Some things to keep in mind:
- Multiple streams can append to the same table concurrently, but if there are any non-append writers (e.g. merge writers) then no other writers should run concurrently with the non-append writer. There are some distinctions here depending on whether the jobs are running in a Databricks runtime or not, and whether those jobs are running in the same workspace. Generally speaking it’s best to only use append-only tables as streaming sources.
- When there are any non-append writers, an optimize cannot run externally. In essence it should be executed inline in a streaming job when the merge writer is not running, i.e. periodically within a
foreachBatch. Locking features only available in the Databricks runtime may allow for concurrent upsert writers, but your mileage may vary!
- Checkpoints must be managed carefully. each checkpoint location should belong exclusively to a single write stream. restarts of the job must always use the same checkpoint location. do not reference the same checkpoint location from multiple write streams as they will overwrite each others checkpoints (very bad).
Building further upon the foundation laid by transactions, Delta Lake provides
OPTIMIZE command, which helps prevent the small files problem entirely.
In the streaming context, it is highly unlikely that event data will come in perfectly even-sized batches that can be written to storage. At a high level, when the optimize command is run it will:
- Create a new transaction
- Take a bunch of small files
- Combine them together as larger, well-sized and compressed files
- Write those to storage
- Completes the transaction.
This can all be done online which means whatever data is streaming into the table can continue to stream.
NOTE: Since optimize doesn’t delete those small files after it operates, periodic vacuum commands are necessary to reduce storage bloat.
Delta Lake is a great piece of technology for streams and batch workloads alike, regardless of how it is used, there are some general limitations to bear in mind.
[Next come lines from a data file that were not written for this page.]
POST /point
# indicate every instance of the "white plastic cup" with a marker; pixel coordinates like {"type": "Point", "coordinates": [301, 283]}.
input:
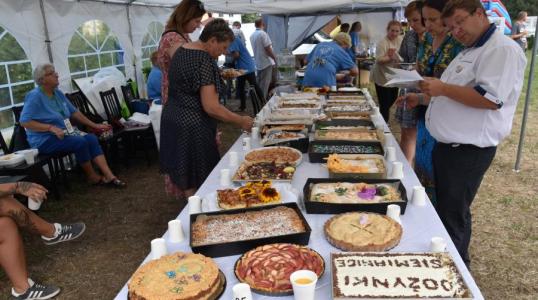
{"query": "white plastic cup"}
{"type": "Point", "coordinates": [34, 204]}
{"type": "Point", "coordinates": [397, 170]}
{"type": "Point", "coordinates": [234, 159]}
{"type": "Point", "coordinates": [225, 179]}
{"type": "Point", "coordinates": [255, 133]}
{"type": "Point", "coordinates": [419, 195]}
{"type": "Point", "coordinates": [246, 144]}
{"type": "Point", "coordinates": [303, 291]}
{"type": "Point", "coordinates": [158, 248]}
{"type": "Point", "coordinates": [175, 231]}
{"type": "Point", "coordinates": [241, 291]}
{"type": "Point", "coordinates": [438, 244]}
{"type": "Point", "coordinates": [195, 205]}
{"type": "Point", "coordinates": [29, 157]}
{"type": "Point", "coordinates": [393, 212]}
{"type": "Point", "coordinates": [390, 153]}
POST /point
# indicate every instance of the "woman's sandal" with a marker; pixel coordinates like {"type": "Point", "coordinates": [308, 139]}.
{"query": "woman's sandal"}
{"type": "Point", "coordinates": [115, 182]}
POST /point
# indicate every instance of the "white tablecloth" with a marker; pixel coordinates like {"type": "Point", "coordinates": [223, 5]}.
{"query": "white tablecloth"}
{"type": "Point", "coordinates": [420, 224]}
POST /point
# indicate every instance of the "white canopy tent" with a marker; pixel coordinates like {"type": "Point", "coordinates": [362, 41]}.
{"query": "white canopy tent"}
{"type": "Point", "coordinates": [44, 28]}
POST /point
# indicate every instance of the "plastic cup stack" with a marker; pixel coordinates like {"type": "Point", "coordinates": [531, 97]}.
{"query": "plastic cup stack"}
{"type": "Point", "coordinates": [175, 231]}
{"type": "Point", "coordinates": [304, 284]}
{"type": "Point", "coordinates": [195, 205]}
{"type": "Point", "coordinates": [225, 179]}
{"type": "Point", "coordinates": [34, 204]}
{"type": "Point", "coordinates": [158, 248]}
{"type": "Point", "coordinates": [393, 212]}
{"type": "Point", "coordinates": [397, 170]}
{"type": "Point", "coordinates": [241, 291]}
{"type": "Point", "coordinates": [438, 244]}
{"type": "Point", "coordinates": [419, 195]}
{"type": "Point", "coordinates": [234, 159]}
{"type": "Point", "coordinates": [390, 153]}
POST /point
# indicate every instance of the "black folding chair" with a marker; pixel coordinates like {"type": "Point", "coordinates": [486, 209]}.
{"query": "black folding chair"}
{"type": "Point", "coordinates": [136, 135]}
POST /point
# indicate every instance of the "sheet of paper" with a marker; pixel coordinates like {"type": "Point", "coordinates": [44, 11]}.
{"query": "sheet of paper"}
{"type": "Point", "coordinates": [403, 78]}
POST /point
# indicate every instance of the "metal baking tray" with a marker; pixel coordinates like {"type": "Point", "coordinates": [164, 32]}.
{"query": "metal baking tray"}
{"type": "Point", "coordinates": [240, 247]}
{"type": "Point", "coordinates": [313, 207]}
{"type": "Point", "coordinates": [321, 157]}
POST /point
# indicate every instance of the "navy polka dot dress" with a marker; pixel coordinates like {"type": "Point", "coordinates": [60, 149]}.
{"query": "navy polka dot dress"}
{"type": "Point", "coordinates": [189, 151]}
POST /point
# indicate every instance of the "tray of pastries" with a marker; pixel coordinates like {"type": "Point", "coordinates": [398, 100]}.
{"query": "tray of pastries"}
{"type": "Point", "coordinates": [318, 151]}
{"type": "Point", "coordinates": [253, 193]}
{"type": "Point", "coordinates": [362, 231]}
{"type": "Point", "coordinates": [338, 195]}
{"type": "Point", "coordinates": [231, 232]}
{"type": "Point", "coordinates": [267, 269]}
{"type": "Point", "coordinates": [357, 166]}
{"type": "Point", "coordinates": [275, 154]}
{"type": "Point", "coordinates": [345, 125]}
{"type": "Point", "coordinates": [359, 135]}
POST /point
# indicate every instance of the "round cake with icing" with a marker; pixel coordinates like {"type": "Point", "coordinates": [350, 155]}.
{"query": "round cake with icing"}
{"type": "Point", "coordinates": [361, 231]}
{"type": "Point", "coordinates": [178, 276]}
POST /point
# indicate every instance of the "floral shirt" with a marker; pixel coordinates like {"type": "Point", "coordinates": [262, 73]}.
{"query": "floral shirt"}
{"type": "Point", "coordinates": [168, 40]}
{"type": "Point", "coordinates": [433, 64]}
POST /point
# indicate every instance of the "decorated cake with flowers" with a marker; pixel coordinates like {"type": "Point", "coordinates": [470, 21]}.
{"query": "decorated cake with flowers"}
{"type": "Point", "coordinates": [359, 192]}
{"type": "Point", "coordinates": [178, 276]}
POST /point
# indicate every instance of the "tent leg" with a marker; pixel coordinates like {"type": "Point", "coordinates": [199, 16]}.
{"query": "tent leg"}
{"type": "Point", "coordinates": [526, 109]}
{"type": "Point", "coordinates": [46, 29]}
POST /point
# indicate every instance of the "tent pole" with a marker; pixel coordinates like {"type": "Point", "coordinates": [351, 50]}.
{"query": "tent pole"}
{"type": "Point", "coordinates": [45, 27]}
{"type": "Point", "coordinates": [527, 101]}
{"type": "Point", "coordinates": [132, 44]}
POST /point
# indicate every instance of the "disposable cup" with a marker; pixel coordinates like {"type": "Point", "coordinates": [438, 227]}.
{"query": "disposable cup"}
{"type": "Point", "coordinates": [175, 231]}
{"type": "Point", "coordinates": [241, 291]}
{"type": "Point", "coordinates": [246, 144]}
{"type": "Point", "coordinates": [234, 159]}
{"type": "Point", "coordinates": [195, 205]}
{"type": "Point", "coordinates": [34, 204]}
{"type": "Point", "coordinates": [390, 153]}
{"type": "Point", "coordinates": [304, 284]}
{"type": "Point", "coordinates": [393, 212]}
{"type": "Point", "coordinates": [29, 157]}
{"type": "Point", "coordinates": [158, 248]}
{"type": "Point", "coordinates": [397, 170]}
{"type": "Point", "coordinates": [419, 195]}
{"type": "Point", "coordinates": [225, 179]}
{"type": "Point", "coordinates": [438, 244]}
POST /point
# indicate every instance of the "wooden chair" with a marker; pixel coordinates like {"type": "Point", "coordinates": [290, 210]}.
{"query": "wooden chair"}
{"type": "Point", "coordinates": [135, 135]}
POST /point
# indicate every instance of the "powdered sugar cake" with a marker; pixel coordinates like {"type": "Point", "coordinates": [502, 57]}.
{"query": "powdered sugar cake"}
{"type": "Point", "coordinates": [366, 275]}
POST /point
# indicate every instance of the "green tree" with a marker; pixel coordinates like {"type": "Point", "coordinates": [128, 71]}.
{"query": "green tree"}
{"type": "Point", "coordinates": [515, 6]}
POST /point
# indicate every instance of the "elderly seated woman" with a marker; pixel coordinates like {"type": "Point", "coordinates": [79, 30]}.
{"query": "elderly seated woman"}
{"type": "Point", "coordinates": [47, 116]}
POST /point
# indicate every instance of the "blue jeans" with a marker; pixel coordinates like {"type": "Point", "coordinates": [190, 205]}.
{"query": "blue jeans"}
{"type": "Point", "coordinates": [85, 147]}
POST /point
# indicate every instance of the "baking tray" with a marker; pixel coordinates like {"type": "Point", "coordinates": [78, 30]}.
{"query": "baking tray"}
{"type": "Point", "coordinates": [240, 247]}
{"type": "Point", "coordinates": [313, 207]}
{"type": "Point", "coordinates": [343, 122]}
{"type": "Point", "coordinates": [281, 293]}
{"type": "Point", "coordinates": [321, 157]}
{"type": "Point", "coordinates": [318, 135]}
{"type": "Point", "coordinates": [380, 175]}
{"type": "Point", "coordinates": [299, 144]}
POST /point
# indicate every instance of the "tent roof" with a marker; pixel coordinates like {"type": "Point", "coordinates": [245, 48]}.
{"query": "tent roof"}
{"type": "Point", "coordinates": [272, 6]}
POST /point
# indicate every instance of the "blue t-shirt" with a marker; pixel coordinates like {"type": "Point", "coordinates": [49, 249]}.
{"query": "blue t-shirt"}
{"type": "Point", "coordinates": [244, 61]}
{"type": "Point", "coordinates": [44, 109]}
{"type": "Point", "coordinates": [324, 62]}
{"type": "Point", "coordinates": [154, 83]}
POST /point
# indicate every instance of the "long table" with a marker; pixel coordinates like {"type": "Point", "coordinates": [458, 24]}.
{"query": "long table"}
{"type": "Point", "coordinates": [420, 224]}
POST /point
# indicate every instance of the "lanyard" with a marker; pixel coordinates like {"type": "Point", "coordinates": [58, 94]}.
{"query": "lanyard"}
{"type": "Point", "coordinates": [58, 105]}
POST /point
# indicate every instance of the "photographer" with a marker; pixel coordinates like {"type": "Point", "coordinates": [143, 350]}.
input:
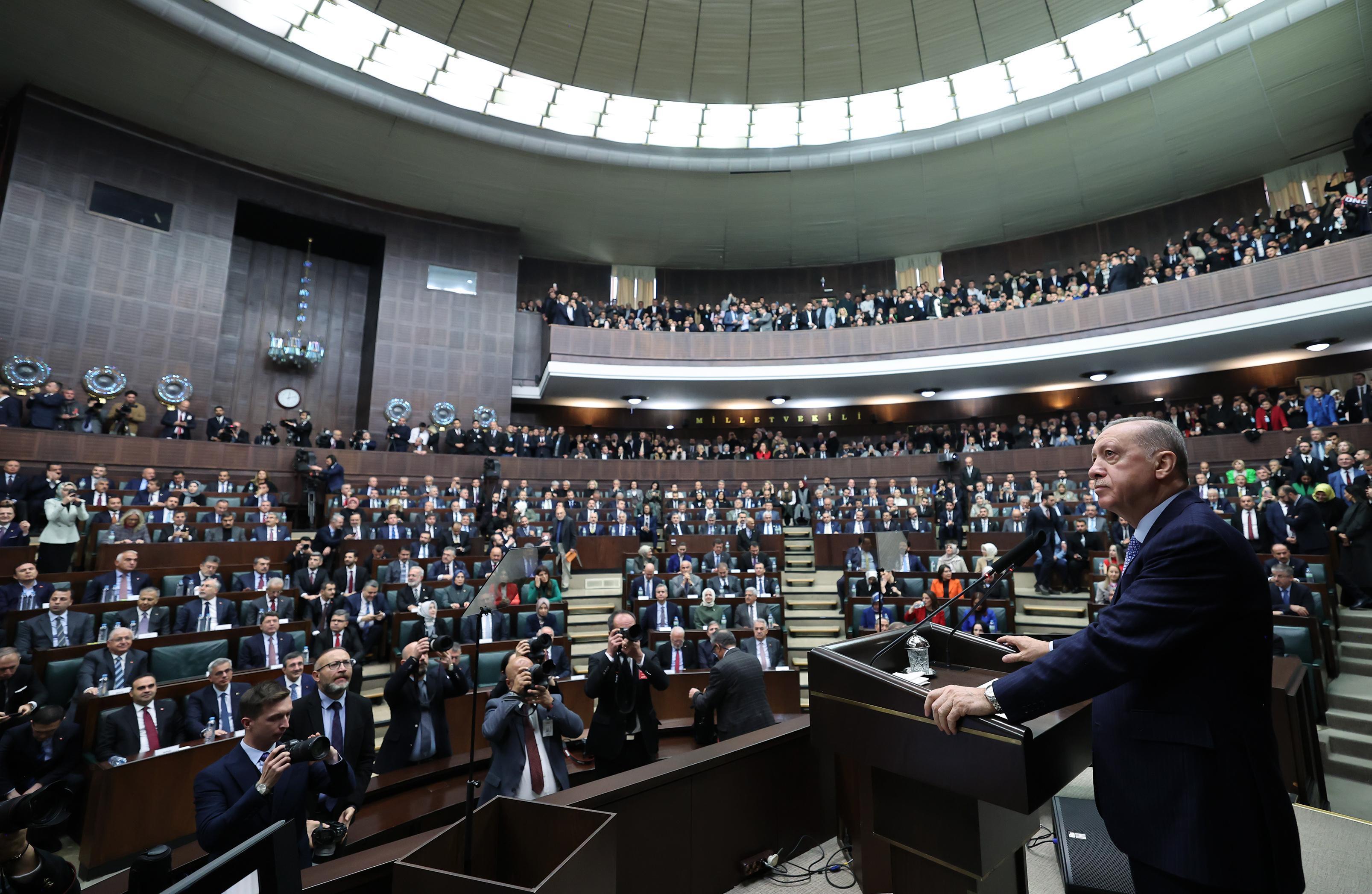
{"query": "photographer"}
{"type": "Point", "coordinates": [59, 537]}
{"type": "Point", "coordinates": [298, 432]}
{"type": "Point", "coordinates": [258, 782]}
{"type": "Point", "coordinates": [524, 723]}
{"type": "Point", "coordinates": [625, 726]}
{"type": "Point", "coordinates": [415, 694]}
{"type": "Point", "coordinates": [125, 418]}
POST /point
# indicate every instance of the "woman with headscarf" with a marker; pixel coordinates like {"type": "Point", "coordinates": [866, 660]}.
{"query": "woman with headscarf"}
{"type": "Point", "coordinates": [61, 536]}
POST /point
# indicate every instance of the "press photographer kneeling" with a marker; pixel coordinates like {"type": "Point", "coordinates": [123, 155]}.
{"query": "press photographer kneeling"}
{"type": "Point", "coordinates": [264, 778]}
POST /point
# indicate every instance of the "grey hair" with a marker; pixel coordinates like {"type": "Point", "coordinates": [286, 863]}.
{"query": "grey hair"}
{"type": "Point", "coordinates": [1157, 436]}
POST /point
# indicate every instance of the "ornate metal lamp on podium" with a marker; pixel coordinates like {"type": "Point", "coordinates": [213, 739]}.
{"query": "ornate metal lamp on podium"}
{"type": "Point", "coordinates": [295, 349]}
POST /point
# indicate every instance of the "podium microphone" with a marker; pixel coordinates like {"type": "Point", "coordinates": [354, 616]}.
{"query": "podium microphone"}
{"type": "Point", "coordinates": [998, 569]}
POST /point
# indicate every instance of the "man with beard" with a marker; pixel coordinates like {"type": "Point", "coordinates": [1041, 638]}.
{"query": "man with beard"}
{"type": "Point", "coordinates": [346, 719]}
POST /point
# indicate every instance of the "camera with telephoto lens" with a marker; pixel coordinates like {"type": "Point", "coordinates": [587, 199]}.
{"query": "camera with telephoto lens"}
{"type": "Point", "coordinates": [307, 750]}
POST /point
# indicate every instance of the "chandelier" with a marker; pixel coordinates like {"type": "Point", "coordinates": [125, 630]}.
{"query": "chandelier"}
{"type": "Point", "coordinates": [295, 349]}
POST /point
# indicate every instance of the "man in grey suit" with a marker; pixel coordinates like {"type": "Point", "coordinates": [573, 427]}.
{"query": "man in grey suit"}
{"type": "Point", "coordinates": [736, 692]}
{"type": "Point", "coordinates": [118, 661]}
{"type": "Point", "coordinates": [687, 583]}
{"type": "Point", "coordinates": [508, 720]}
{"type": "Point", "coordinates": [149, 617]}
{"type": "Point", "coordinates": [57, 628]}
{"type": "Point", "coordinates": [762, 647]}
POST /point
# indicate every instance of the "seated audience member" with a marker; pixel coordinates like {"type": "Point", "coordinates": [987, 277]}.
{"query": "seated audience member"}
{"type": "Point", "coordinates": [124, 583]}
{"type": "Point", "coordinates": [144, 726]}
{"type": "Point", "coordinates": [43, 752]}
{"type": "Point", "coordinates": [541, 618]}
{"type": "Point", "coordinates": [661, 614]}
{"type": "Point", "coordinates": [118, 664]}
{"type": "Point", "coordinates": [266, 647]}
{"type": "Point", "coordinates": [206, 613]}
{"type": "Point", "coordinates": [737, 691]}
{"type": "Point", "coordinates": [24, 691]}
{"type": "Point", "coordinates": [56, 628]}
{"type": "Point", "coordinates": [766, 650]}
{"type": "Point", "coordinates": [271, 601]}
{"type": "Point", "coordinates": [415, 694]}
{"type": "Point", "coordinates": [26, 592]}
{"type": "Point", "coordinates": [1105, 591]}
{"type": "Point", "coordinates": [330, 709]}
{"type": "Point", "coordinates": [294, 677]}
{"type": "Point", "coordinates": [312, 577]}
{"type": "Point", "coordinates": [257, 579]}
{"type": "Point", "coordinates": [1289, 595]}
{"type": "Point", "coordinates": [526, 728]}
{"type": "Point", "coordinates": [217, 702]}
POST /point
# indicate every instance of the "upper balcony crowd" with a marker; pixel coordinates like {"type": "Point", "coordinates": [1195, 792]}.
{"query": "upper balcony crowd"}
{"type": "Point", "coordinates": [1217, 246]}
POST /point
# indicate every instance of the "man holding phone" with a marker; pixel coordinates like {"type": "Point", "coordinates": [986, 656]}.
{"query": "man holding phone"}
{"type": "Point", "coordinates": [257, 783]}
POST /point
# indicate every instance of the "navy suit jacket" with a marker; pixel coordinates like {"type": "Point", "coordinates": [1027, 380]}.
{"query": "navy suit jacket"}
{"type": "Point", "coordinates": [1193, 606]}
{"type": "Point", "coordinates": [230, 811]}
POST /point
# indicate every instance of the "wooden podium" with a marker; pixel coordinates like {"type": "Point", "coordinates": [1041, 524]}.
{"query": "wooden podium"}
{"type": "Point", "coordinates": [928, 812]}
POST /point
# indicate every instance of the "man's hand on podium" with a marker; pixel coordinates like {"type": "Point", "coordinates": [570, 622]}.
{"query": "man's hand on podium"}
{"type": "Point", "coordinates": [951, 703]}
{"type": "Point", "coordinates": [1030, 649]}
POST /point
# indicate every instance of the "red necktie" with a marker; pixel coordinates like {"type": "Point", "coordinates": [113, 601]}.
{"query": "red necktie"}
{"type": "Point", "coordinates": [535, 767]}
{"type": "Point", "coordinates": [152, 730]}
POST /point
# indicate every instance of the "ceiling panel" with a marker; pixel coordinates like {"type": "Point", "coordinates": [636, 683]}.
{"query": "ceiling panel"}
{"type": "Point", "coordinates": [610, 53]}
{"type": "Point", "coordinates": [948, 36]}
{"type": "Point", "coordinates": [552, 39]}
{"type": "Point", "coordinates": [669, 50]}
{"type": "Point", "coordinates": [775, 58]}
{"type": "Point", "coordinates": [490, 29]}
{"type": "Point", "coordinates": [1013, 25]}
{"type": "Point", "coordinates": [832, 66]}
{"type": "Point", "coordinates": [889, 53]}
{"type": "Point", "coordinates": [721, 69]}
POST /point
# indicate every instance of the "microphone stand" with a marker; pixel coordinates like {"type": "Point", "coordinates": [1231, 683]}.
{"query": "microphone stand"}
{"type": "Point", "coordinates": [471, 762]}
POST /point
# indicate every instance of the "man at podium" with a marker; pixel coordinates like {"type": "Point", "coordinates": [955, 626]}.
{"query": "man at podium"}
{"type": "Point", "coordinates": [1179, 665]}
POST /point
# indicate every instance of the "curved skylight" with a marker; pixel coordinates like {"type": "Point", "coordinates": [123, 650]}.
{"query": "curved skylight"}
{"type": "Point", "coordinates": [359, 39]}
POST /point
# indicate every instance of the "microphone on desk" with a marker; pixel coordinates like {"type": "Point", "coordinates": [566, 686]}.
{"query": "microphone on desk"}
{"type": "Point", "coordinates": [998, 569]}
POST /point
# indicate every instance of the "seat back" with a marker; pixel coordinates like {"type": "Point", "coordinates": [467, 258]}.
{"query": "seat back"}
{"type": "Point", "coordinates": [187, 661]}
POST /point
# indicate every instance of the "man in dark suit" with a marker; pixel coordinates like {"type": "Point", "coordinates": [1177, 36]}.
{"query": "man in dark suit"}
{"type": "Point", "coordinates": [21, 691]}
{"type": "Point", "coordinates": [677, 654]}
{"type": "Point", "coordinates": [118, 662]}
{"type": "Point", "coordinates": [1193, 595]}
{"type": "Point", "coordinates": [346, 719]}
{"type": "Point", "coordinates": [737, 691]}
{"type": "Point", "coordinates": [146, 726]}
{"type": "Point", "coordinates": [416, 694]}
{"type": "Point", "coordinates": [57, 627]}
{"type": "Point", "coordinates": [1290, 596]}
{"type": "Point", "coordinates": [26, 591]}
{"type": "Point", "coordinates": [268, 647]}
{"type": "Point", "coordinates": [623, 730]}
{"type": "Point", "coordinates": [257, 785]}
{"type": "Point", "coordinates": [1044, 519]}
{"type": "Point", "coordinates": [219, 702]}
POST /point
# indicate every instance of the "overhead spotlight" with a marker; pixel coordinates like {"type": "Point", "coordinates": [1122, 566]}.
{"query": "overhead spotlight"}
{"type": "Point", "coordinates": [1320, 344]}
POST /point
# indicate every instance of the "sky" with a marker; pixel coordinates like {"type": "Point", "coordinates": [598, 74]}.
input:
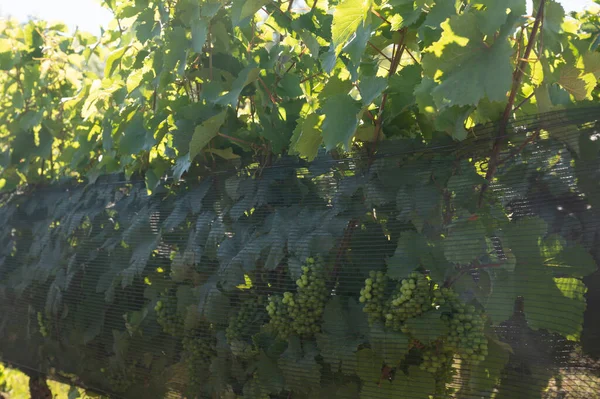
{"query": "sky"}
{"type": "Point", "coordinates": [89, 15]}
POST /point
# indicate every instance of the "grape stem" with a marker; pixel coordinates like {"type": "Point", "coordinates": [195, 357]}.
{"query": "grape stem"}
{"type": "Point", "coordinates": [509, 109]}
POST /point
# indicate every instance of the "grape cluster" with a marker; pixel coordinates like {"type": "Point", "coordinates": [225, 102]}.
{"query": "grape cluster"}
{"type": "Point", "coordinates": [300, 312]}
{"type": "Point", "coordinates": [42, 324]}
{"type": "Point", "coordinates": [412, 298]}
{"type": "Point", "coordinates": [438, 360]}
{"type": "Point", "coordinates": [167, 316]}
{"type": "Point", "coordinates": [467, 337]}
{"type": "Point", "coordinates": [200, 349]}
{"type": "Point", "coordinates": [372, 295]}
{"type": "Point", "coordinates": [246, 320]}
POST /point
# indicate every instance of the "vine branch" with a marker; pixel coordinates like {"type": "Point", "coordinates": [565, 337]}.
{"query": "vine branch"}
{"type": "Point", "coordinates": [508, 110]}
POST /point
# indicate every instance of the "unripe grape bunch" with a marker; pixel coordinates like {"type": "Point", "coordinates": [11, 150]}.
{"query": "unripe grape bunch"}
{"type": "Point", "coordinates": [167, 315]}
{"type": "Point", "coordinates": [301, 312]}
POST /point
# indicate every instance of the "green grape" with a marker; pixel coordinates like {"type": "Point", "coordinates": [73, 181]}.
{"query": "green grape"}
{"type": "Point", "coordinates": [466, 323]}
{"type": "Point", "coordinates": [412, 298]}
{"type": "Point", "coordinates": [300, 312]}
{"type": "Point", "coordinates": [372, 295]}
{"type": "Point", "coordinates": [280, 320]}
{"type": "Point", "coordinates": [306, 307]}
{"type": "Point", "coordinates": [120, 378]}
{"type": "Point", "coordinates": [438, 361]}
{"type": "Point", "coordinates": [247, 320]}
{"type": "Point", "coordinates": [167, 316]}
{"type": "Point", "coordinates": [199, 348]}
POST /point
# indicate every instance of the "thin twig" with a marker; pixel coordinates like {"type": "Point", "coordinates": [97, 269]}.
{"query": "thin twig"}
{"type": "Point", "coordinates": [381, 16]}
{"type": "Point", "coordinates": [411, 56]}
{"type": "Point", "coordinates": [380, 52]}
{"type": "Point", "coordinates": [399, 49]}
{"type": "Point", "coordinates": [524, 101]}
{"type": "Point", "coordinates": [517, 77]}
{"type": "Point", "coordinates": [273, 98]}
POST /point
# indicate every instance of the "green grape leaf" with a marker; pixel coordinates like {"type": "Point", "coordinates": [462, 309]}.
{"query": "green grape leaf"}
{"type": "Point", "coordinates": [499, 304]}
{"type": "Point", "coordinates": [205, 132]}
{"type": "Point", "coordinates": [577, 84]}
{"type": "Point", "coordinates": [307, 139]}
{"type": "Point", "coordinates": [407, 257]}
{"type": "Point", "coordinates": [485, 375]}
{"type": "Point", "coordinates": [572, 261]}
{"type": "Point", "coordinates": [114, 60]}
{"type": "Point", "coordinates": [391, 346]}
{"type": "Point", "coordinates": [300, 370]}
{"type": "Point", "coordinates": [368, 366]}
{"type": "Point", "coordinates": [470, 69]}
{"type": "Point", "coordinates": [494, 13]}
{"type": "Point", "coordinates": [371, 87]}
{"type": "Point", "coordinates": [347, 17]}
{"type": "Point", "coordinates": [417, 384]}
{"type": "Point", "coordinates": [269, 376]}
{"type": "Point", "coordinates": [244, 9]}
{"type": "Point", "coordinates": [199, 34]}
{"type": "Point", "coordinates": [341, 120]}
{"type": "Point", "coordinates": [135, 137]}
{"type": "Point", "coordinates": [344, 329]}
{"type": "Point", "coordinates": [246, 76]}
{"type": "Point", "coordinates": [213, 303]}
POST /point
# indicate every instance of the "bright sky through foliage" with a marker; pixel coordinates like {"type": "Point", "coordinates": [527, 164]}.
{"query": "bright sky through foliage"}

Perhaps the most notable is that it can/should only be accessed from Apache Spark. This usually means that a Spark cluster must be launched in order to read or write from Delta tables, and the corresponding costs associated with that should be known. While there are efforts to provide client APIs external to Spark, nothing yet exists which is production ready.
We are Databricks customers, which means we’re actually using the proprietary Delta libraries which are include in the Databricks Spark runtimes. In our testing and development we have observed a number of important gaps between what is available in the open source delta.io client libraries, compared to what is present in the Databricks version. These gaps have mostly affected our ability to do fully local testing, dictating a certain amount of manual testing for Spark streaming jobs launched in Databricks, before they are deployed to production.
There are a number of other caveats when using Delta that are important to be aware of, and while I cannot cite every single one here I will stress: read the documentation thoroughly. There are a number of callouts in the docs which highlight a constraint or behavior which will impact the design of streaming systems you may build on Delta Lake. Very little of what we learned working with Databricks was not documented, in almost all cases we had misread, misunderstood, or simply missed a salient detail in the documentation.
We started working on the real-time data platform in January, our first production streaming workloads were deployed by March. Adopting Delta Lake allowed us to move quickly and deploy streaming systems at an incredible pace. For a company that has a long history of batch workloads, the sudden arrival of streaming data has been transformative. Rather than waiting 24-48 hours for data in some cases, data consumers are able to access newly written data within seconds.